Jean Hill was born in 1931. She worked as a teacher in Oklahoma City before moving to a Dallas school in 1962. On 22nd November, 1963, Hill, watched the motorcade of President John F. Kennedy from the grassy knoll facing the Texas School Depository Building. Hill and her friend, Mary Moorman, who was taking Polaroid pictures of the motorcade, were only a few feet away from President John F. Kennedy when he was shot. Hill and Moorman thought the shots had come from behind her on the grassy knoll and as soon as the firing stopped they ran towards the wooden fence in an attempt to find the gunman. However, they were detained by two secret service men. After searching the two women they confiscated the picture of the assassination.

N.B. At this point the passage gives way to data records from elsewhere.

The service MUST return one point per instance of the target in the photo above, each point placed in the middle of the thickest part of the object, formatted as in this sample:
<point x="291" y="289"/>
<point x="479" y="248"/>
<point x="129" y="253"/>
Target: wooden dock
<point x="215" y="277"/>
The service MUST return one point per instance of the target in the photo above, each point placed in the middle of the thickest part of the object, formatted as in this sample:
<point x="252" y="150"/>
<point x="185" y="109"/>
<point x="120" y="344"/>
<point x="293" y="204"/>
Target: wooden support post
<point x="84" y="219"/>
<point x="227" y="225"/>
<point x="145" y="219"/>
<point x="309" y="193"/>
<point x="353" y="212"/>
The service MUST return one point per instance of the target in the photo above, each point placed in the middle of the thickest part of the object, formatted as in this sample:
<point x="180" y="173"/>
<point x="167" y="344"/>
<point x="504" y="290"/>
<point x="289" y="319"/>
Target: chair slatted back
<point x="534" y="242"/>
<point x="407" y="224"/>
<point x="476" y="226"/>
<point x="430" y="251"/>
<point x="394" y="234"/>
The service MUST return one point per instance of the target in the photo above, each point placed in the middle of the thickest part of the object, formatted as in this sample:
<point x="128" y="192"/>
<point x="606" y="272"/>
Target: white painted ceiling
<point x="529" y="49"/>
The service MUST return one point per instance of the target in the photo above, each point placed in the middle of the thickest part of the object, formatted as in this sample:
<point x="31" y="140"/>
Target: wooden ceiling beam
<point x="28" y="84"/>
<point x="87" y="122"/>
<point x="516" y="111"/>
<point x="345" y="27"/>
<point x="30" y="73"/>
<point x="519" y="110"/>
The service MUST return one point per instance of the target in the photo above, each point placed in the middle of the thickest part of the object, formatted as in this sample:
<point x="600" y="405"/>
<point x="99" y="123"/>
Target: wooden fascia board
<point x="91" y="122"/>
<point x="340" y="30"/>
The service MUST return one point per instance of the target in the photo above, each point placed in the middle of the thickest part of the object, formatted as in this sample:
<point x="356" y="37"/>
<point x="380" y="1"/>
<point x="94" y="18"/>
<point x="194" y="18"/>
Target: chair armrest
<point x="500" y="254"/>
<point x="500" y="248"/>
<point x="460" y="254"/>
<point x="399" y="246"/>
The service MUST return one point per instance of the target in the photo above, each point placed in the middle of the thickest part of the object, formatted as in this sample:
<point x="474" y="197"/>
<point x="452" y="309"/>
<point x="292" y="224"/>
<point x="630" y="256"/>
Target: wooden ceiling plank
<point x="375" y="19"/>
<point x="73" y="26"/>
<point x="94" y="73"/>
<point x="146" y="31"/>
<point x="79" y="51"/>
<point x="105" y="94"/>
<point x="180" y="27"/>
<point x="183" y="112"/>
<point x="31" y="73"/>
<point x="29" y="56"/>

Hill gave a statement to the police where she stated: "Mary Moorman started to take a picture. We were looking at the president and Jackie in the back seat... Just as the president looked up two shots rang out and I saw the president grab his chest and fell forward across Jackie's lap... There was an instant pause between two shots and the motorcade seemingly halted for an instant. Three or four more shots rang out and the motorcade sped away."
Shirley Martin telephoned Hill on 25th January, 1964. She told Martin that as soon as the firing stopped they ran towards the wooden fence in an attempt to find the gunman. However, they were detained by two secret service men. After searching the two women they confiscated the picture of the assassination. Hill told Martin that she was very scared as another witness, Warren Reynolds, had been shot in the head by an unknown assailant, the night before: "Mrs Hill told me that she and Miss Moorman had received many threatening phone calls urging them to keep quiet and when they reported these to the Dallas police, they received an official brush-off. Mrs. Hill said Miss Moorman would not talk to me as she was much more frightened and upset over the whole thing than Mrs. Hill was."
Hill later gave evidence to the Warren Commission that was highly controversial. She claimed that she heard between four and six shots. Hill was also convinced that some of the shots came the grassy knoll. In interviews on television after the assassination Hill said she saw "a little white dog" in the rear seat of the president's car. As there was no dog in the car, the reliability of Hill's witness statement was undermined. However, 25 years later, it was revealed that a small white stuffed animal was on the back seat of the car. A child had presented it to Jackie Kennedy at the beginning of the tour of Dallas. This information was suppressed in order to discredit Hill as a reliable witness.
Jean Hill told Mark Lane: "The FBI was here for days. They practically lived here. They just didn't like what I told them I saw and heard when the President was assassinated. She declined to permit a filmed interview, stating, for two years I have told the truth, but I have two children to support and I am a public school teacher. My principal said it would be best not to talk about the assassination, and I just can't go through it all again. I can't believe the Warren Report. I know it's all a lie, because I was there when it happened, but I can't talk about it anymore because I don't want the FBI here constantly and I want to continue to teach here. I hope you don't think I'm a coward, but I cannot talk about the case anymore."
For many years Hill refused to give interviews about the John Kennedy assassination. However, in 1990, Hill agreed to work as a technical adviser on Oliver Stone's motion picture, JFK. The following year she revealed what happened after the assassination: "They (Secret Service agents) took me to the Records Building and we went up to a room on the fourth floor. There were two guys sitting there on the other side of a table looking out a window that overlooked the killing zone, where you could see all of the goings on. You got the impression that they had been sitting there for a long time. They asked me what I had seen, and it became clear that they knew what I had seen. They asked me how many shots I had heard and I told them four to six. And they said, No, you didn't. There were three shots. We have three bullets and that's all we're going to commit to now. I said, Well, I know what I heard, and they told me, What you heard were echoes. You would be very wise to keep your mouth shut. Well, I guess I've never been that wise. I know the difference between firecrackers, echoes, and gunshots. I'm the daughter of a game ranger, and my father took me shooting all my life." In 1992 Hill published her book on the case, JFK: The Last Dissenting Witness.
Jean Hill, who worked as a schoolteacher in Dallas for over twenty years, died on 7th November, 2000.